宋恵佳選手は女子選手には珍しいペンホルダーの選手として注目されている。
itTVのベラルーシオープン、U21決勝での彼女のプレーを観ていると、ずっとぴょんぴょん跳ねて、体でリズムをとっているのに気づいた。
http://www.ittf.com/ittv/

ベラルーシオープンのyoutube動画がないので、代わりに台北ジュニアオープン決勝(対 鈴木李茄選手)の動画を貼っておく。



リズムについては以前も取り上げた(「リズムのとりかた」)が、あれは言葉でリズムを整える、心理的な方法だった。今回はカカトやヒザを使った身体的なリズムの取り方である。今まで、こういうリズムの取り方を意識したことがなかったが、意外に効果があるのではないだろうか。
まず、足がすんなり出るようになる気がする。「あの程度の距離なら、腕を伸ばせば届くかな」といって横着していたボールを「まぁ、動いてるし、ついでにちょっとそこまで移動するか」という気分になる。また、ぴょんぴょんによって重心移動が手軽にできるようになり、ちょっとした打球でも体重をかけて打つことができるような気がする。また相手によってぴょんぴょんのピッチを変えたら、早いピッチのラリーや遅いピッチのラリーにタイミングを合わせやすくなるような気がする。

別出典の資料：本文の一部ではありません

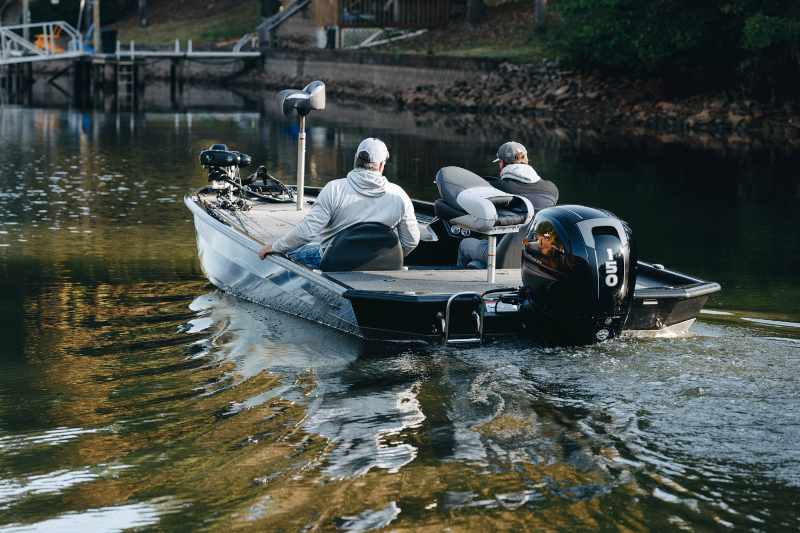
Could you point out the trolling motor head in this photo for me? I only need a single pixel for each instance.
(312, 97)
(578, 275)
(290, 100)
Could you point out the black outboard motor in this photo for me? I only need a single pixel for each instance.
(578, 274)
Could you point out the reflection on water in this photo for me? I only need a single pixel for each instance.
(132, 395)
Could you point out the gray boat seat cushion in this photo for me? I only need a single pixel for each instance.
(470, 201)
(363, 247)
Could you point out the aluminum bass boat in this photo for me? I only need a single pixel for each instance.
(564, 275)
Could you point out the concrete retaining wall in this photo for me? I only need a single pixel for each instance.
(385, 70)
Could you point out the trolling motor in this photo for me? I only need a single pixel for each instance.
(302, 102)
(578, 274)
(224, 166)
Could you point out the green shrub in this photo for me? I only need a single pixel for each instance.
(706, 41)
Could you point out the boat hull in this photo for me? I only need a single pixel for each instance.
(407, 305)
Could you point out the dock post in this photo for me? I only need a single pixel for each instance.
(301, 162)
(172, 80)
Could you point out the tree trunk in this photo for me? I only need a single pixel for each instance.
(269, 7)
(540, 9)
(143, 13)
(476, 12)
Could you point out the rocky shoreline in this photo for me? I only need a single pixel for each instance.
(567, 99)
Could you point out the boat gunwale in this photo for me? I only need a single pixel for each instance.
(192, 199)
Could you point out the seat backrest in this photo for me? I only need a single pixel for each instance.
(451, 181)
(368, 246)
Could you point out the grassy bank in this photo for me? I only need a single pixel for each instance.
(203, 25)
(508, 33)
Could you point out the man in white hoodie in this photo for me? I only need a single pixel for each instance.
(516, 177)
(365, 195)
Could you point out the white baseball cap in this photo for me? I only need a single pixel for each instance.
(376, 149)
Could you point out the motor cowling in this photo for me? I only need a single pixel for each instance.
(578, 274)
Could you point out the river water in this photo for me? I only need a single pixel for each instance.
(136, 396)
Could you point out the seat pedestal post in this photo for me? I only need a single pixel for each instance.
(301, 162)
(492, 259)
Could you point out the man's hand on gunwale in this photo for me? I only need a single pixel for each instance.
(267, 249)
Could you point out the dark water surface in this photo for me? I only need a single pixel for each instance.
(134, 396)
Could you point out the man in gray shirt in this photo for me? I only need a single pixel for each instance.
(365, 195)
(516, 177)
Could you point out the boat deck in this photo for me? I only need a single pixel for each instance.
(424, 281)
(267, 222)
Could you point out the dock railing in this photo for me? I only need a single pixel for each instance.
(380, 13)
(14, 48)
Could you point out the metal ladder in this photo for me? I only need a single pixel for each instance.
(126, 81)
(477, 314)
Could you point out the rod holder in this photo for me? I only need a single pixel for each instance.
(492, 259)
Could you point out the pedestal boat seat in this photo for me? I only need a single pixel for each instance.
(363, 247)
(470, 202)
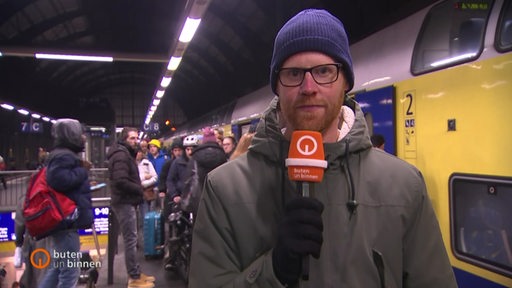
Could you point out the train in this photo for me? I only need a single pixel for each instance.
(438, 86)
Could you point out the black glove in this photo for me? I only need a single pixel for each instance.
(299, 234)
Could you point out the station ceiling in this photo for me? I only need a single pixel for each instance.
(228, 57)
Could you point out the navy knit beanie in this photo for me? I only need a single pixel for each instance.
(312, 30)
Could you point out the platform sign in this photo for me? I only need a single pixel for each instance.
(100, 221)
(409, 109)
(32, 127)
(151, 127)
(7, 226)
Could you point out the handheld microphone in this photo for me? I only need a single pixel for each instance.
(306, 164)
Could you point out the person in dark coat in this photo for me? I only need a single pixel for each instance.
(126, 191)
(205, 157)
(68, 174)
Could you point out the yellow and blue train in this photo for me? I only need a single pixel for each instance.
(438, 86)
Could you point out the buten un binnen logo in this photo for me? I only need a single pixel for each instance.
(40, 258)
(303, 145)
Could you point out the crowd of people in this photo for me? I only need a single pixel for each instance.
(368, 223)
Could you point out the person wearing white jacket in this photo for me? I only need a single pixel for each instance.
(148, 180)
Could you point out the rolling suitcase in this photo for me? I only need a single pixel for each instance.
(153, 234)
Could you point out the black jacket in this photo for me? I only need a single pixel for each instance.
(125, 185)
(65, 174)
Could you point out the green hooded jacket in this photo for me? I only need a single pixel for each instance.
(392, 238)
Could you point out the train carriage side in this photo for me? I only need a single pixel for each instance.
(451, 121)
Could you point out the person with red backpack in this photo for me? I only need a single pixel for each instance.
(2, 168)
(68, 174)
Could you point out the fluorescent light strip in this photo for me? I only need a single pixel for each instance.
(160, 93)
(174, 63)
(74, 57)
(7, 106)
(453, 59)
(189, 29)
(23, 111)
(165, 81)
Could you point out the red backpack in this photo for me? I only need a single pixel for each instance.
(44, 208)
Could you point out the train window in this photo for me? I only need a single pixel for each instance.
(504, 30)
(481, 230)
(452, 33)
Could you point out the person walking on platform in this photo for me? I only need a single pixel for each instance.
(2, 168)
(368, 223)
(68, 174)
(176, 152)
(126, 191)
(157, 157)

宋選手にかぎらず、女子選手の多くはラリー中、軽くぴょんぴょん跳ねている。しかし、私は宋選手が最も躍動感のあるぴょんぴょんの使い手だとにらんでいる。そういえば、以前ARP理論について紹介した(「ARP理論―新しい卓球のかたち?」)が、ここでも踵でリズムをとることを推奨していた。ぴょんぴょんには何か真理が隠されているのかもしれない。
男子選手でぴょんぴょんしている選手は多くないので、ちょっと恥ずかしいが、早速これから取り入れてみようと思う。